This project is based on ready-built cat night lights available on Amazon / eBay / AliExpress (and probably more). See also marble's BlinkenCat project on hackaday.io.
Blinkencats are sold in a variety of soft- and hardware configurations: Some use AA/AAA batteries, others have LiIon built-in; some come with an IR remote; some have proper RGB fading, others use hard transitions between RGB colors.
This page covers the variants with built-in LiIon battery. I have not yet worked with an AA/AAA based blinkencat.
- Unmarked "1200 mAh" 18650 LiIon battery with connectors soldered on, likely without protective circuitry
- TP4056 charge controller. It's specified for a fixed charge termination at 4.2V ± 1%
- 4x warm-white LED + 4x RGB LED
- Unmarked microcontroller
Battery and microUSB/button/LED PCB are housed beneath the main PCB. There is ample room for additions, e.g. a custom charge controller and/or a custom microcontroller. However, most 18650 battery holders are slightly too large for the cavern, so increasing the battery capacity is only trivial if you have a 18650 battery with connectors soldered on.
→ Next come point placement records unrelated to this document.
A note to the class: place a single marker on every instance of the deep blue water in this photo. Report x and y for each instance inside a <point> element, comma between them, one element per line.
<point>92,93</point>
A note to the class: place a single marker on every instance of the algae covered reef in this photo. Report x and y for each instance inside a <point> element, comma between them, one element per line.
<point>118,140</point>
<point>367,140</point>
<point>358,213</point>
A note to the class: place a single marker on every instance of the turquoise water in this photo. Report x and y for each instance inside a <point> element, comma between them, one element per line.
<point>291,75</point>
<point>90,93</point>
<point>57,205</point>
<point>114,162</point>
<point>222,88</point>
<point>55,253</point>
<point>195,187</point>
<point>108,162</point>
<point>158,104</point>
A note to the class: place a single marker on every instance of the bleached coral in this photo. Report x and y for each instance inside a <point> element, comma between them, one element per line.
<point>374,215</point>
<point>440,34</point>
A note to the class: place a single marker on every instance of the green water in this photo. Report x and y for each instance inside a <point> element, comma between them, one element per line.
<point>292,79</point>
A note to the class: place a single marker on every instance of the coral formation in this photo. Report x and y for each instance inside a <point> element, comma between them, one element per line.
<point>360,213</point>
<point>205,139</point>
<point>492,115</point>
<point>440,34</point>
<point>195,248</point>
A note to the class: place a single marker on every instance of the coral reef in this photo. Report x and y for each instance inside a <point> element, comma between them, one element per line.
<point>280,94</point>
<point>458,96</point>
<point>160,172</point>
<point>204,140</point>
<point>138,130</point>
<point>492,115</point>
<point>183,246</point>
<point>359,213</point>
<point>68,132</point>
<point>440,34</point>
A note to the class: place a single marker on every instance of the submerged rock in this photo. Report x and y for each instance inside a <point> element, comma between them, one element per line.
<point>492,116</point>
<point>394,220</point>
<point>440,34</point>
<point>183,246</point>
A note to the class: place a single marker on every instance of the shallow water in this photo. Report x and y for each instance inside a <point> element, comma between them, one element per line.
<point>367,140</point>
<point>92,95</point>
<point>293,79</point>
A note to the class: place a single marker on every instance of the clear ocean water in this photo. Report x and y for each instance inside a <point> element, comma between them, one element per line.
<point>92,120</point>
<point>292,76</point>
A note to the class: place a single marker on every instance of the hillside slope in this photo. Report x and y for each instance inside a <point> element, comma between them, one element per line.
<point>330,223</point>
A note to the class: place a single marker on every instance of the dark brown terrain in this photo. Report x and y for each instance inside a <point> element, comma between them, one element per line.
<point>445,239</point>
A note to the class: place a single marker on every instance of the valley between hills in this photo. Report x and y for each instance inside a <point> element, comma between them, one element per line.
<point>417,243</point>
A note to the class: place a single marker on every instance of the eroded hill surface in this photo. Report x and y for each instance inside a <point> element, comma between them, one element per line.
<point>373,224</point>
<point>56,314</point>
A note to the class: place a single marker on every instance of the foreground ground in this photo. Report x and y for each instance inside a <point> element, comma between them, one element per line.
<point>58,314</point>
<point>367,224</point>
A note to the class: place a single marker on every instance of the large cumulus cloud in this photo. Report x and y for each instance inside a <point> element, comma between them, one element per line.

Microcontroller pinout (courtesy of marble, pin 1 is top left when rotating the board so that the microcontroller is at the bottom):
- 1: NC
- 2: Charge Status input
- 3: Piezo input
- 4: VCC
- 5: Warm White LED output
- 6: Button input
- 7: NC
- 8: Green LED output
- 9: Red LED output
- 10: Blue LED output
- 11: GND
- 12: Charge Status LED output
- 13: NC
- 14: NC
input board pinout (pin 1 is left when rotating the case so that the board is above the battery):
- 1: button contact A
- 2: button contact B, microUSB GND
- 3: LED VCC, microUSB VCC
- 4: LED GND. Note that there is no resistor on the input board
Blinkencat 1 (ATTiny2313 + stock board)
Bought in Oct 2017, PCB mark "ZL01R3". The original firmware had two modes: steady warm-white and color change (without fading and not following the RGB spectrum).
Following marble's BlinkenCat howto, I replaced its microcontroller with an ATTiny2313A and implemented various steady-color and RGB color fade modes. Idle current consumption is in the 10 µA range.
Blinkencat 2 (29C3 MiniMoodlight SMD)
Bought in Jan 2018, PCB mark "ZL01R3". The original firmware had two modes: steady warm-white and color change (without fading and not following the RGB spectrum).
I threw out the entire hardware and replaced it with a 29C3 MiniMoodlight SMD using an external USB connector.
Blinkencat 3 (ATMega328 + WS2812)
Bought in Jul 2019, PCB mark "ZL01R4". The device came with an IR remote and supported several steady-color and color-fade modes as well as a standby timer.
I removed the top PCB and replaced it with an Arduino Nano, TP4056 LiIon controller, and a WS2812 LED circle.
The Arduino Nano board consumes ~17mA even when powered down, probably due to its USB-TTL converter. There are hacks to fix this, but I did not perform them yet.
Battery runtime ranges from 1 to 6 hours depending on RGB mode.
Blinkencat 4 and 5 (stock)
Bought in Sep 2019, PCB marks "XSG139B3A 2018.8.22V2.1". The blinkencats have a redesigned PCB with significantly brighter warm-white LEDs and a diffusor. I have not modified them yet.